It’s been the Year of Robert Redford here at the family film spot, and the calendar hasn’t turned yet – after we plumb the depths and breadth of the magnificent fishing-is-life film “A River Runs Through It,” we’ll still have time to squeeze in “An Unfinished Life” from Redford’s extensive portfolio.
We’ve already lauded Redford in 2007 for his intriguing work on such films as “Quiz Show” and “The Natural.” He lends at least two storied qualities to “A River Runs Through It”: his director’s sense of tone and the mellifluous voice perfectly suited to the luminous Western narrative of writer Norman Maclean.
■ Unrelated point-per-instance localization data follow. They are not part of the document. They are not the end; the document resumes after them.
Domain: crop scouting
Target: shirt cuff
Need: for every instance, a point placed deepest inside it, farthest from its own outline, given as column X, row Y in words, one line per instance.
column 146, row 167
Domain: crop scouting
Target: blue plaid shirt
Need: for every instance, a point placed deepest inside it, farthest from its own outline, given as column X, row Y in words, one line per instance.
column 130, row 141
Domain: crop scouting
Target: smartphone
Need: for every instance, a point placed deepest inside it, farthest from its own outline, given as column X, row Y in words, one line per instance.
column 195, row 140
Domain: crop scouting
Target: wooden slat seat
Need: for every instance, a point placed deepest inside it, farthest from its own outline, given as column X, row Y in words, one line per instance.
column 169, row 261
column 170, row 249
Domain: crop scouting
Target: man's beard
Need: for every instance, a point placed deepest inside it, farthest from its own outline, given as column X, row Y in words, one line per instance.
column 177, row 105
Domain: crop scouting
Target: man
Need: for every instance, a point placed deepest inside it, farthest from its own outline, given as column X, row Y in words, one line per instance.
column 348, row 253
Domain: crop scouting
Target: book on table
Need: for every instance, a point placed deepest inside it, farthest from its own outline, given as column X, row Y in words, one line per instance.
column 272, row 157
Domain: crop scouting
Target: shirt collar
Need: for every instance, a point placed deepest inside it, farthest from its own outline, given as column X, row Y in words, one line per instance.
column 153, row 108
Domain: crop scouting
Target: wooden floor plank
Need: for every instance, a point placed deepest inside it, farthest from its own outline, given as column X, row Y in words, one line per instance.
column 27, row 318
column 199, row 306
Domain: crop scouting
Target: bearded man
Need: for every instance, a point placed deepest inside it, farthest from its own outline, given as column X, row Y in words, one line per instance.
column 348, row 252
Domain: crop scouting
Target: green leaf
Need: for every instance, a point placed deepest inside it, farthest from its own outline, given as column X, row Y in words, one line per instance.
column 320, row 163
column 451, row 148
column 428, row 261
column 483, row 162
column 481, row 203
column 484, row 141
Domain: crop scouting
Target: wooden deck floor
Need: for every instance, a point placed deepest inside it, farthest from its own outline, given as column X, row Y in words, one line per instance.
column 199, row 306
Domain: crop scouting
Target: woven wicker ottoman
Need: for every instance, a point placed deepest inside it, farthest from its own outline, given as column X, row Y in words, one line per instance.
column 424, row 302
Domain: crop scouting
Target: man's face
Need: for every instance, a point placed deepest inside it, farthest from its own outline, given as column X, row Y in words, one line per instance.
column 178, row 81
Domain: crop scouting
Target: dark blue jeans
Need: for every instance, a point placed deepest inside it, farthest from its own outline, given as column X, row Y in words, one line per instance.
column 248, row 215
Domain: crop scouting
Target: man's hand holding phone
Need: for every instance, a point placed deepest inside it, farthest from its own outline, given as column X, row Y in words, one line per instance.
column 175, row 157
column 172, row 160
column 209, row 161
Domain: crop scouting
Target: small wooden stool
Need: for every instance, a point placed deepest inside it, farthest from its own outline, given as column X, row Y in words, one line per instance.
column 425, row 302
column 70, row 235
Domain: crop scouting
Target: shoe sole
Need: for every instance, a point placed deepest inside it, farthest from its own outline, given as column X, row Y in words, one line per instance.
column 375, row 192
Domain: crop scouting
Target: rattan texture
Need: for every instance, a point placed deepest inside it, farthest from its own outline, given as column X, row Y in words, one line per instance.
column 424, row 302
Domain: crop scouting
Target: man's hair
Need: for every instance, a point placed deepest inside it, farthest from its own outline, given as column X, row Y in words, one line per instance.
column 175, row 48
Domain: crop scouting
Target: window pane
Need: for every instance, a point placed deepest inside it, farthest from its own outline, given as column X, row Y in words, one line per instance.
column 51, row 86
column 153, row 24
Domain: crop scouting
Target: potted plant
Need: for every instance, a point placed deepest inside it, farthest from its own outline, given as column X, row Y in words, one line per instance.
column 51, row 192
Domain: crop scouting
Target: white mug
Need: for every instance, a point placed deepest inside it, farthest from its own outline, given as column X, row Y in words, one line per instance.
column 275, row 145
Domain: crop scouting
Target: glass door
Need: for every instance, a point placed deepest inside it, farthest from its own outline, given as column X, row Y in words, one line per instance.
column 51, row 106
“A River Runs Through It” was one of the most beautiful commercial films of the 1990s. In a poetry of diffused light, rippling water and insects slowly rising against the pine backdrop of Montana’s finest rivers, the film aptly translates Maclean’s vision of family and fish. Brothers Norman (Craig Sheffer, barely seen since) and Paul (Brad Pitt – I think you know him) love their life in rural Big Sky but struggle against the repressed emotions of their demanding father (Tom Skerritt, never better on the big screen).
The film is a romance, but not quite the obvious one. Yes, Norman courts gorgeous Jessie Burns (Emily Lloyd), but the movie’s primary romance is the idea of falling so hard in love with a place on the map that it shadows you wherever you go. “I am haunted by waters” is the famous line from Maclean’s story, captured so poignantly here in Redford’s narration that the final scene of the movie is physically painful.
Life is blessed, and short – concepts indelibly illustrated by Redford’s cameras focusing on an old man fishing in the fleeting rivers of his memories. If you think your teens will get too restless at these reflections, let them know there are plenty of adolescent antics by Norman and Paul to break up the heavy tone.